It was Tuesday when U.S. Rep. Anthony Brindisi received petitions with more than 3,500 signatures from people throughout New York’s 22nd Congressional District.
Each petitioner is seeking the same thing: Action from Congress to lower the cost of prescription drugs.
Message received, Brindisi said Wednesday at a forum to discuss and address concerns on drug costs.
Brindisi said he thinks there is no bigger issue in his district than the cost of prescription drugs. Though, when it comes to Congress lowering those costs, he believes the ball now is in the Senate’s court.

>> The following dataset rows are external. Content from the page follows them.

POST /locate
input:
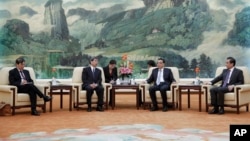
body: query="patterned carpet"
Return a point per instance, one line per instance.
(133, 132)
(124, 123)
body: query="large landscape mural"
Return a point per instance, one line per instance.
(54, 36)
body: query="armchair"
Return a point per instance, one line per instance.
(238, 98)
(171, 94)
(79, 96)
(9, 95)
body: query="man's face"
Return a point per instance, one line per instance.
(228, 64)
(94, 63)
(111, 66)
(160, 64)
(20, 66)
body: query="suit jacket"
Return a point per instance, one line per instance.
(88, 78)
(15, 78)
(236, 78)
(167, 76)
(109, 76)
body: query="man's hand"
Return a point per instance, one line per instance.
(24, 82)
(93, 85)
(230, 87)
(208, 83)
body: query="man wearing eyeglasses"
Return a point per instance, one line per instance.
(162, 78)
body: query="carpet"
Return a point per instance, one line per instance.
(130, 132)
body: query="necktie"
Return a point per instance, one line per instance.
(22, 74)
(158, 81)
(227, 79)
(93, 71)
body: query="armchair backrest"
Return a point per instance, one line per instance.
(77, 74)
(4, 77)
(244, 69)
(174, 70)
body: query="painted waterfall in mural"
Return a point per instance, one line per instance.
(54, 36)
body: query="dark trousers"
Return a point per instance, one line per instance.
(163, 89)
(32, 90)
(217, 95)
(99, 91)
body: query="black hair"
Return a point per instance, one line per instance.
(20, 60)
(92, 59)
(231, 60)
(112, 62)
(151, 63)
(162, 60)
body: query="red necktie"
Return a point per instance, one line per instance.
(227, 79)
(22, 74)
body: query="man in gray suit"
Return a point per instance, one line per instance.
(92, 81)
(162, 78)
(229, 77)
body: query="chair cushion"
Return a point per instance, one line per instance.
(24, 97)
(4, 77)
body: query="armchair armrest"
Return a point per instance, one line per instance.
(7, 88)
(243, 88)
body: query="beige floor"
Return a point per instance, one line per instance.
(124, 113)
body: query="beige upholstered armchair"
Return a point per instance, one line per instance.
(237, 99)
(171, 94)
(9, 95)
(80, 97)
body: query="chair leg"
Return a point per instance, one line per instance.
(206, 107)
(13, 111)
(238, 110)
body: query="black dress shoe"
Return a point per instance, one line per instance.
(221, 111)
(164, 109)
(89, 109)
(35, 113)
(154, 108)
(47, 98)
(110, 103)
(214, 111)
(99, 108)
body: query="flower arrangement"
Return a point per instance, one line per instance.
(126, 67)
(53, 72)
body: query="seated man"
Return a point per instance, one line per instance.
(20, 78)
(162, 78)
(92, 81)
(229, 77)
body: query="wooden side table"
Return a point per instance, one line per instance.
(61, 90)
(188, 88)
(125, 86)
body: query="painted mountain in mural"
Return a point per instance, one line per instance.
(240, 34)
(168, 27)
(55, 17)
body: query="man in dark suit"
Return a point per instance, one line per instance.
(92, 81)
(162, 78)
(20, 78)
(110, 72)
(229, 77)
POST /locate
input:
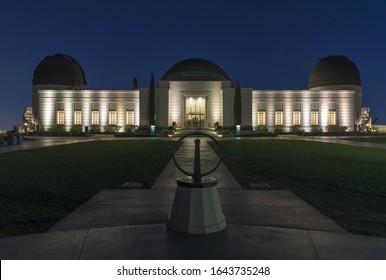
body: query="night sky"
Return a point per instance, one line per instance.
(263, 44)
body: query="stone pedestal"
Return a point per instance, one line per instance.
(197, 208)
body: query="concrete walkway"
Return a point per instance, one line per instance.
(130, 224)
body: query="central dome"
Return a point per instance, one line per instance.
(334, 70)
(195, 69)
(59, 69)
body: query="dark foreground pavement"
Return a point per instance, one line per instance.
(131, 224)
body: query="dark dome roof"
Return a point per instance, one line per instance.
(195, 69)
(59, 69)
(334, 70)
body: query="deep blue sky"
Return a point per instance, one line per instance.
(264, 44)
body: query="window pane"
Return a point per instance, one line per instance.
(95, 117)
(297, 118)
(112, 117)
(279, 118)
(331, 117)
(261, 118)
(130, 117)
(314, 118)
(60, 117)
(78, 117)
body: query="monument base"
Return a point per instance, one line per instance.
(196, 208)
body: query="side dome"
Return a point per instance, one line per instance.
(195, 69)
(334, 70)
(59, 69)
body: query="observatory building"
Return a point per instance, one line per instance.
(197, 93)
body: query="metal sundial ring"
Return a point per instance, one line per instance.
(197, 175)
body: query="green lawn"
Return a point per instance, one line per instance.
(346, 183)
(373, 139)
(39, 187)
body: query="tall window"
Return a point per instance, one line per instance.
(297, 118)
(279, 114)
(60, 116)
(261, 108)
(297, 114)
(278, 117)
(130, 114)
(112, 114)
(60, 113)
(94, 113)
(314, 113)
(314, 117)
(261, 118)
(77, 117)
(331, 117)
(332, 114)
(95, 117)
(77, 113)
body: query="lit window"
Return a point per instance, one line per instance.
(331, 117)
(314, 118)
(279, 118)
(95, 117)
(77, 117)
(60, 117)
(297, 118)
(112, 117)
(130, 117)
(261, 118)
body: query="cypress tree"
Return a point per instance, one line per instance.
(152, 101)
(237, 104)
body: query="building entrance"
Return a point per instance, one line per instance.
(195, 112)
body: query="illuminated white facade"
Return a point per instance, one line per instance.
(196, 93)
(88, 108)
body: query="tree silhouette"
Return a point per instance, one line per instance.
(237, 104)
(152, 101)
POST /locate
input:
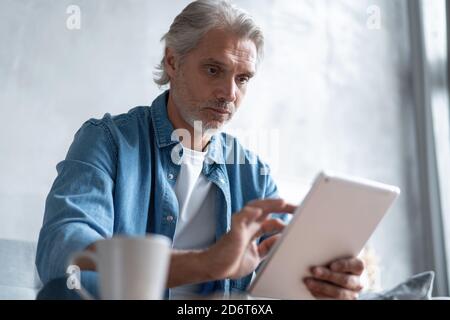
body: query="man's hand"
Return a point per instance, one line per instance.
(237, 253)
(339, 280)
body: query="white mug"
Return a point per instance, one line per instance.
(129, 267)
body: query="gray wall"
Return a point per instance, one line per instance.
(336, 92)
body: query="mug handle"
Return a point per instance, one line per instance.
(78, 286)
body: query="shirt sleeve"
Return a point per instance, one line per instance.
(79, 209)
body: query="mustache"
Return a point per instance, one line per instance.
(221, 105)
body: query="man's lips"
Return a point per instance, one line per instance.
(220, 111)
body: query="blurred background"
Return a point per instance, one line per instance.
(355, 86)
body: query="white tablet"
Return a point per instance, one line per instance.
(335, 220)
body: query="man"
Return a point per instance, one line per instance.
(166, 169)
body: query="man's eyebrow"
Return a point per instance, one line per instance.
(224, 65)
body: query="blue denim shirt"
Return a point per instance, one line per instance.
(118, 178)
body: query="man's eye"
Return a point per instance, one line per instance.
(243, 80)
(212, 71)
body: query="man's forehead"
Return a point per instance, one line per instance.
(226, 48)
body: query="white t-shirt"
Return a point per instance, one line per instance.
(196, 226)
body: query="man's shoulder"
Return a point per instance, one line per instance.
(239, 152)
(130, 119)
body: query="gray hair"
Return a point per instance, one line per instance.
(197, 19)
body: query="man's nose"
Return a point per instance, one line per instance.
(227, 91)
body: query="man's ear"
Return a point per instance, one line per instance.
(170, 62)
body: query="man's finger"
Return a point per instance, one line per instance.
(348, 265)
(272, 206)
(319, 287)
(266, 245)
(272, 226)
(350, 282)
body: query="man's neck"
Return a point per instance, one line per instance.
(199, 141)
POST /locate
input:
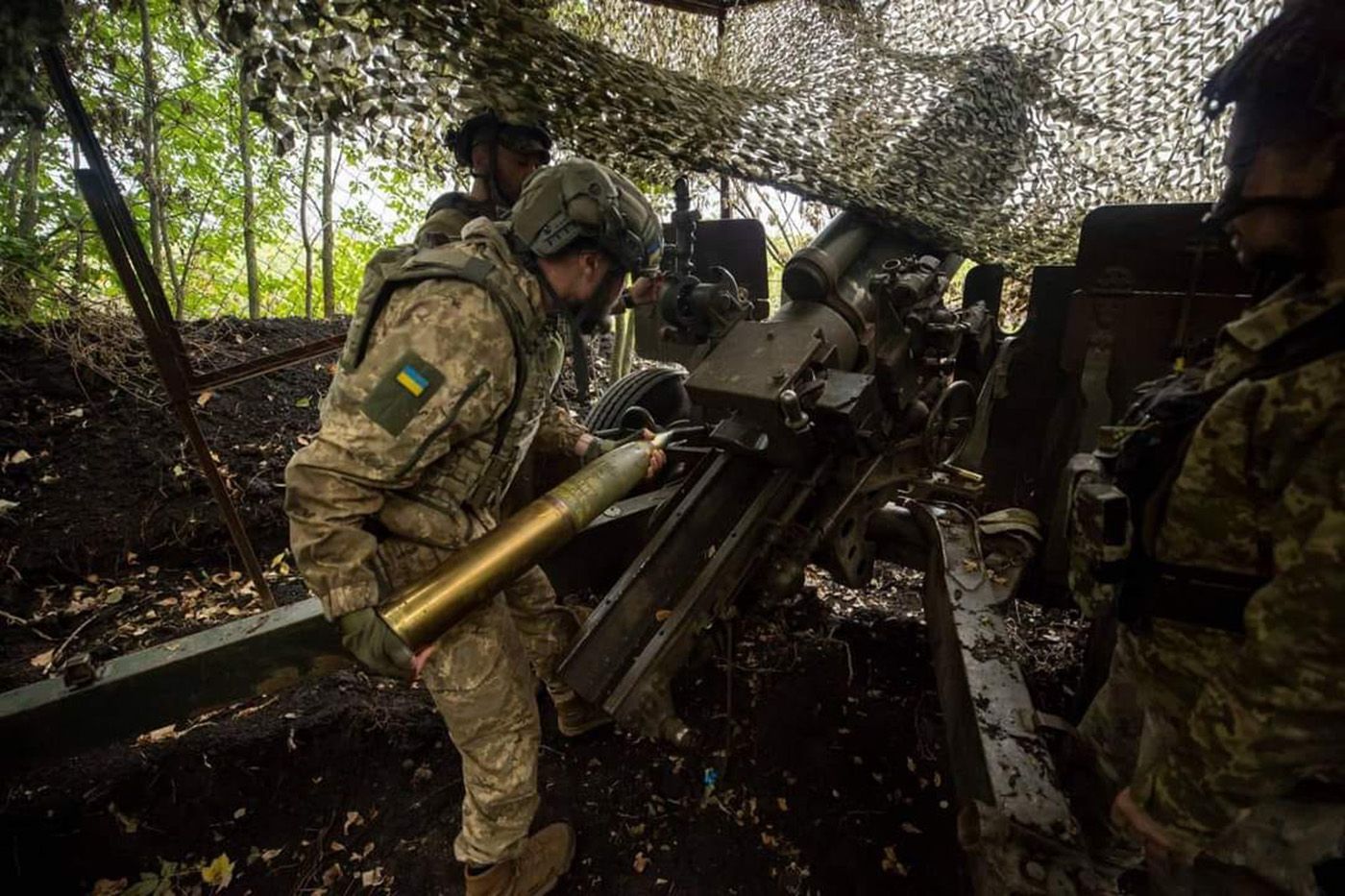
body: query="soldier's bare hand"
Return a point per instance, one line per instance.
(656, 458)
(646, 289)
(1160, 846)
(420, 660)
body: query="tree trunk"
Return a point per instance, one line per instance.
(303, 228)
(81, 269)
(329, 230)
(249, 202)
(19, 282)
(150, 137)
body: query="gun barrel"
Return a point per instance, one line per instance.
(423, 611)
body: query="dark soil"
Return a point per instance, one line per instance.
(110, 473)
(833, 784)
(829, 763)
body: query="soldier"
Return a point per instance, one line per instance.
(444, 381)
(1219, 736)
(501, 148)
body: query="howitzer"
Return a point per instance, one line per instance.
(844, 428)
(869, 417)
(860, 389)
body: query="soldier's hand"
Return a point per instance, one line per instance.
(656, 456)
(374, 644)
(643, 291)
(1160, 846)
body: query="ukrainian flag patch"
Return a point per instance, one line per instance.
(401, 392)
(412, 379)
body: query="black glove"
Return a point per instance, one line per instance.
(374, 644)
(599, 447)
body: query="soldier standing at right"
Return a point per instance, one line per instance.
(1219, 738)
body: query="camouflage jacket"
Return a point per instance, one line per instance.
(448, 215)
(380, 494)
(1260, 490)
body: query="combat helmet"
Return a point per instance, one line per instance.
(511, 127)
(581, 201)
(1287, 84)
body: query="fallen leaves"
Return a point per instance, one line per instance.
(891, 862)
(218, 873)
(128, 824)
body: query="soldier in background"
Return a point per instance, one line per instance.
(501, 147)
(1219, 739)
(444, 382)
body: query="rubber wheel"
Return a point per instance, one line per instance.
(656, 389)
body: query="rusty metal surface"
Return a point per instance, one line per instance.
(261, 366)
(1154, 282)
(693, 566)
(145, 295)
(733, 244)
(1015, 819)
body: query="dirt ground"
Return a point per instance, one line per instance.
(824, 768)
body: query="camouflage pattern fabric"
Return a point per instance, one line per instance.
(1220, 736)
(403, 465)
(984, 125)
(448, 215)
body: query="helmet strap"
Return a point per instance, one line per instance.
(578, 358)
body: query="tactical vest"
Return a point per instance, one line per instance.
(1159, 429)
(477, 472)
(448, 215)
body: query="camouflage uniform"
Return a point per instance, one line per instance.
(448, 215)
(421, 430)
(1236, 742)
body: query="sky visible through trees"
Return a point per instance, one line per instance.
(232, 227)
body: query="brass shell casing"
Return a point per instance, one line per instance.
(423, 611)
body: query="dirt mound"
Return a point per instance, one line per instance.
(98, 473)
(827, 778)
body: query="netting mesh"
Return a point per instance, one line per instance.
(985, 125)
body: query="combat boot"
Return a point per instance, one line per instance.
(575, 715)
(537, 868)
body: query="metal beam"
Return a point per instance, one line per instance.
(259, 366)
(93, 705)
(160, 685)
(1015, 819)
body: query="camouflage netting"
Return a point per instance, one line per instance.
(986, 125)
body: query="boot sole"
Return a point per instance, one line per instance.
(569, 860)
(584, 729)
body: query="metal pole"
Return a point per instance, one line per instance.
(725, 211)
(147, 299)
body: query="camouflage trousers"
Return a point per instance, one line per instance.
(1130, 724)
(480, 678)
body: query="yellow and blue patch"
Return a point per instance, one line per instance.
(412, 379)
(401, 392)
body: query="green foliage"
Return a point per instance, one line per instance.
(53, 257)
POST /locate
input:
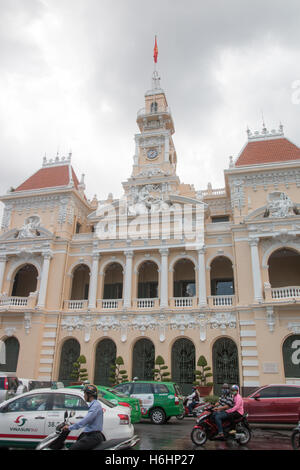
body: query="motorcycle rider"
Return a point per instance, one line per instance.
(226, 400)
(233, 413)
(195, 397)
(92, 422)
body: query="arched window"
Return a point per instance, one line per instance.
(80, 283)
(25, 281)
(225, 363)
(12, 347)
(105, 358)
(70, 352)
(184, 278)
(143, 359)
(291, 357)
(113, 282)
(148, 280)
(154, 107)
(183, 363)
(221, 276)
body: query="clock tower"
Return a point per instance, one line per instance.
(155, 158)
(155, 149)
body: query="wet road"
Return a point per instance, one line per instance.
(175, 435)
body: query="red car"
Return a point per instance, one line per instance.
(274, 404)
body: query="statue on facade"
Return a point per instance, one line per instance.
(279, 205)
(30, 227)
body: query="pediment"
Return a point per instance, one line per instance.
(15, 234)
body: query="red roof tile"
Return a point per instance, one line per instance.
(268, 151)
(49, 177)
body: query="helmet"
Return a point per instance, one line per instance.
(91, 390)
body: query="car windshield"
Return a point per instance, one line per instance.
(117, 393)
(106, 402)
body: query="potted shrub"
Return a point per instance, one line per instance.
(160, 373)
(117, 374)
(202, 375)
(78, 374)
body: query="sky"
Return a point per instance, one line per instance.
(73, 74)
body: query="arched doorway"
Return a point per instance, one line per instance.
(183, 364)
(148, 280)
(291, 357)
(70, 352)
(143, 360)
(184, 278)
(25, 281)
(221, 276)
(105, 357)
(113, 282)
(80, 283)
(225, 363)
(12, 348)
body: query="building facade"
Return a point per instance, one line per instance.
(165, 270)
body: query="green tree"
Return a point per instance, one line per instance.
(78, 373)
(203, 374)
(117, 374)
(160, 372)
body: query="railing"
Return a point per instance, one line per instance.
(213, 192)
(146, 303)
(183, 302)
(289, 292)
(111, 303)
(75, 304)
(14, 301)
(221, 300)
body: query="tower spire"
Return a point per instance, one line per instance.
(155, 76)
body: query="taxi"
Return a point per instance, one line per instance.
(27, 419)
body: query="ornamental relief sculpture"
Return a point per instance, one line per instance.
(147, 323)
(279, 205)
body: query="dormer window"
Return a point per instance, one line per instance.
(154, 107)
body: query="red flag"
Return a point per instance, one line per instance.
(155, 54)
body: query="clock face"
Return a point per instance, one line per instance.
(152, 153)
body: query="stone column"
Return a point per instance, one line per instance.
(44, 279)
(202, 278)
(94, 281)
(164, 291)
(2, 270)
(256, 275)
(128, 279)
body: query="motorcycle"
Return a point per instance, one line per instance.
(206, 428)
(197, 408)
(56, 440)
(295, 438)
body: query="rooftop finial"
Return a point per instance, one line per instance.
(264, 129)
(155, 76)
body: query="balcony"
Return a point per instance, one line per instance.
(221, 301)
(110, 304)
(75, 305)
(183, 302)
(281, 293)
(149, 303)
(17, 302)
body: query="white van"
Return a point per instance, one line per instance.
(8, 385)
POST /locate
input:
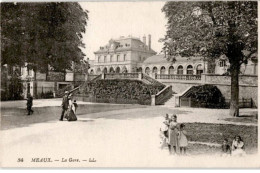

“There’s a lot of talk about bipartisanship down in Washington,” he said. “The one area that I see a silver lining, in terms of bringing Democrats and Republicans together, is to do something about the high cost of prescription drugs.”
Roughly 20 people attended the forum on the library’s second floor where Brindisi spoke.
Brindisi said there is bipartisan support for legislation that already has passed the House of Representatives.
“I know if you turn on the TV sometimes and the national news, you think nothing’s happening,” Brindisi said. “Well, guess what? Things are happening in the House, and they’re happening especially when it comes to protecting our health care and trying to lower our drug costs.”
Such solutions include allowing Medicare to negotiate prescription prices, instituting a cap on out-of-pocket costs and improving access to lower-cost generic drugs.
“If you compare us to other nations, we pay the highest costs in the world,” Stelling said. “It’s a pain point. We know for our members and many other Americans, they’re making tough choices, which means either putting food on the table or getting the medicine they need. Either one is a sacrifice to your health.”
After remarks from Stelling and Brindisi, the two fielded questions from the audience mostly related to the prescription drug issue. Here are a few of them with Brindisi’s responses:
Can Congress institute a cap on prescription drug costs?
“This is something that many countries do have: A cap on prescription drugs, and I think it’s something we should look at in this country, as well, because when you’re talking about ... having to take $30,000 every few months for cancer medication, if you’re uninsured, I don’t know how you do that. We should look at how we implement caps. Not stifling research; obviously, a lot of pharmaceutical companies are doing life-saving research and development ... but we should be looking at what’s reasonable and what we can do to put some caps in place to try and prevent exorbitant costs that we’re seeing.”
How likely is the Senate to pass the bills?
“I think there is a very strong chance of getting some of these bills through the Senate.”
Brindisi cited the ability for other countries to negotiate drug prices, cost caps on certain medications in other countries, and one he called “the elephant in the room.”
“Money. The Bible says that the love of money is the root of all evil,” he said. “That is the same down in Washington.”